Retour aux racines

Les rénos d’une vie en chiffres

À Saint-Basile-le-Grand, un résident a entamé le projet d’une vie : la rénovation complète d’une maison ancestrale. C’est aux abords de la rivière Richelieu, dans un décor enchanteur, que se dresse fièrement la maison patrimoniale de Denis Pellerin. En voici le récit, en chiffres.

2001

Denis Pellerin et sa conjointe de l’époque ont vent que le monastère des Sœurs adoratrices du Précieux-Sang, à Nicolet, doit être démoli après 100 ans d’existence, car il est jugé trop dangereux. La famille Pellerin étant bien connue dans la communauté grâce à l’oncle, qui a déjà été maire, et au grand-père, qui faisait des dons de bétail, le petit-fils obtient un accès privilégié à la propriété quelques semaines avant la vente des biens.

2 000 $

C’est le montant que débourseront Denis Pellerin et son ex-conjointe pour récupérer toutes les portes et les moulures nécessaires à la rénovation d’une maison qu’ils convoitent, ainsi que de la quincaillerie, du verre givré, un prie-Dieu, des meubles et même de la vaisselle ! « Les sœurs sont connues pour leur bec sucré. Alors, tous les vendredis, j’arrivais avec ma tarte au sucre maison, puis je leur indiquais ce qui m’intéressait et on s’entendait sur un prix », se souvient l’homme d’affaires.

2002

C’est le coup de foudre tant attendu ! Une maison construite en 1869, située au bord du Richelieu, est à vendre. Son terrain de 60 000 pieds carrés est ceinturé de beauté, avec le mont Saint-Hilaire et la rivière Richelieu d’un côté et le mont Saint-Bruno et les campagnes verdoyantes de l’autre.
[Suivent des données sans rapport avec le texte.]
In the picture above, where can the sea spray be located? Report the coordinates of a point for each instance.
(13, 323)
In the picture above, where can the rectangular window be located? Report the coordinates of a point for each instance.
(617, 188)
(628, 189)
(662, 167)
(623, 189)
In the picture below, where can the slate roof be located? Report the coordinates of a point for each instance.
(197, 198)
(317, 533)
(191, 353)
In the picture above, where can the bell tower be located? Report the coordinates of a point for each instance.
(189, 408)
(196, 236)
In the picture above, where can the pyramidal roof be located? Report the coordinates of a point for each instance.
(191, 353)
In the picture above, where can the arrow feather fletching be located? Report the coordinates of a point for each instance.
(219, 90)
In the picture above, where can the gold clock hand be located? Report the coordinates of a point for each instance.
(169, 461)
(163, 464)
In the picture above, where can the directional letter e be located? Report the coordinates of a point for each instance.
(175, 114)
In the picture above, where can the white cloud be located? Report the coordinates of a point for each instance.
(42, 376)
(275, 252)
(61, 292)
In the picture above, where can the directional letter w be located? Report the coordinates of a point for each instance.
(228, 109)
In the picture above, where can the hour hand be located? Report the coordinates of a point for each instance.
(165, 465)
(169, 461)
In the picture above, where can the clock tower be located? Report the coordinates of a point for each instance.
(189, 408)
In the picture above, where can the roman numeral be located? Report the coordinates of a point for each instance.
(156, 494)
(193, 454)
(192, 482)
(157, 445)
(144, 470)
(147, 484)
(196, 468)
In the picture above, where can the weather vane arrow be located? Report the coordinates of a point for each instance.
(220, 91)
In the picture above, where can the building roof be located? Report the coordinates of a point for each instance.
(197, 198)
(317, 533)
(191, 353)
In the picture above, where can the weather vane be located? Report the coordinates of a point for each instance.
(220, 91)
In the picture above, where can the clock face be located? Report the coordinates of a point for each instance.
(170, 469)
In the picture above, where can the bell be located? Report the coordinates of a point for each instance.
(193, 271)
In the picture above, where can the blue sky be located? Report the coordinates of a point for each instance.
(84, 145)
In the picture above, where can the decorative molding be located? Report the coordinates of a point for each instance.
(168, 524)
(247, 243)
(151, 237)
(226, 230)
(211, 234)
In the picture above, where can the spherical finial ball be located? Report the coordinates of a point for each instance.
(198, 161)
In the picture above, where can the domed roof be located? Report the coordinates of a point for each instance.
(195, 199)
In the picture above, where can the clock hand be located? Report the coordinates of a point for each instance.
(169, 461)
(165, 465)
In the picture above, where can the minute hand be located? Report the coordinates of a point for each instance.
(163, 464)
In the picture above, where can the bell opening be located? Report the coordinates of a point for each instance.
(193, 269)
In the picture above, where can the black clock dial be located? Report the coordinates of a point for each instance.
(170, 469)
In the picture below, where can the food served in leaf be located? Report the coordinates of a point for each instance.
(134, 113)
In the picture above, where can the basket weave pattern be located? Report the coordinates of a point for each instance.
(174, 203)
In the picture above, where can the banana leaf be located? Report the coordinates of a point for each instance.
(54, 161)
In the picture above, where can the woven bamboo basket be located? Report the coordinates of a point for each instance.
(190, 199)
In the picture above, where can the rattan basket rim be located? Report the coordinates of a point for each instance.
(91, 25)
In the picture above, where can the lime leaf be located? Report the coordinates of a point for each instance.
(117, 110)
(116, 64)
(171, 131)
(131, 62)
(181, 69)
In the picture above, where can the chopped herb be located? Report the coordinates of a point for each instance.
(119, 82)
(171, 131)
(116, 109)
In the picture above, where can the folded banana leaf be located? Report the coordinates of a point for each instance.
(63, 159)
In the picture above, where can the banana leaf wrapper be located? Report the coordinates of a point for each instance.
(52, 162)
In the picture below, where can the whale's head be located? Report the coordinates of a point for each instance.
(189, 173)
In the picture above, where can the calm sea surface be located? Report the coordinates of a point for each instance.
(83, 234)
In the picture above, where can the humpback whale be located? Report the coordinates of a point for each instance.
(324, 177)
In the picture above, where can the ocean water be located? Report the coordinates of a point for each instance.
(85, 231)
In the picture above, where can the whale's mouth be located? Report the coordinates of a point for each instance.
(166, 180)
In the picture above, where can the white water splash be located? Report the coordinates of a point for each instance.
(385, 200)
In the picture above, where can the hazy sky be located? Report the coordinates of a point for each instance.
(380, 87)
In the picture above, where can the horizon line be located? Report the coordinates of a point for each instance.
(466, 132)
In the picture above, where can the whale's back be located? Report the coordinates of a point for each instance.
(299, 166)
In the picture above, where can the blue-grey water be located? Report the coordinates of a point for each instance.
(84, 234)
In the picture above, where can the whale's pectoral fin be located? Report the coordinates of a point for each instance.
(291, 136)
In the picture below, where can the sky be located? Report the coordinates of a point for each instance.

Un travail de moine les attend !

182 jours

C’est le temps que son ex-conjointe passe à décaper, à teindre et à vernir toutes les boiseries et portes de la maison. Pas moins de 27 gallons de décapant seront nécessaires pour en venir à bout ! Munie d’une pelle, sa fille aînée, alors âgée de 8 ans, aide son père à creuser le solage de la deuxième annexe dans la cuisine. Son oncle, quant à lui, sera responsable de restaurer toute la quincaillerie de la maison.

14

C’est le nombre d’années de sa vie que Denis Pellerin a consacré à cette maison. Des frissons lui parcourent l’échine quand il repense à toutes ces heures passées à bûcher, aux nuits où il s’éclipsait dans sa grange transformée en atelier pour démolir et reconstruire pendant qu’autour de lui séchaient des poutres… Une aventure dans laquelle il a investi toute sa passion et énormément d’énergie.

2016

Cette année-là est marquée d’une pierre blanche, car elle met le point final à ce projet d’une vie.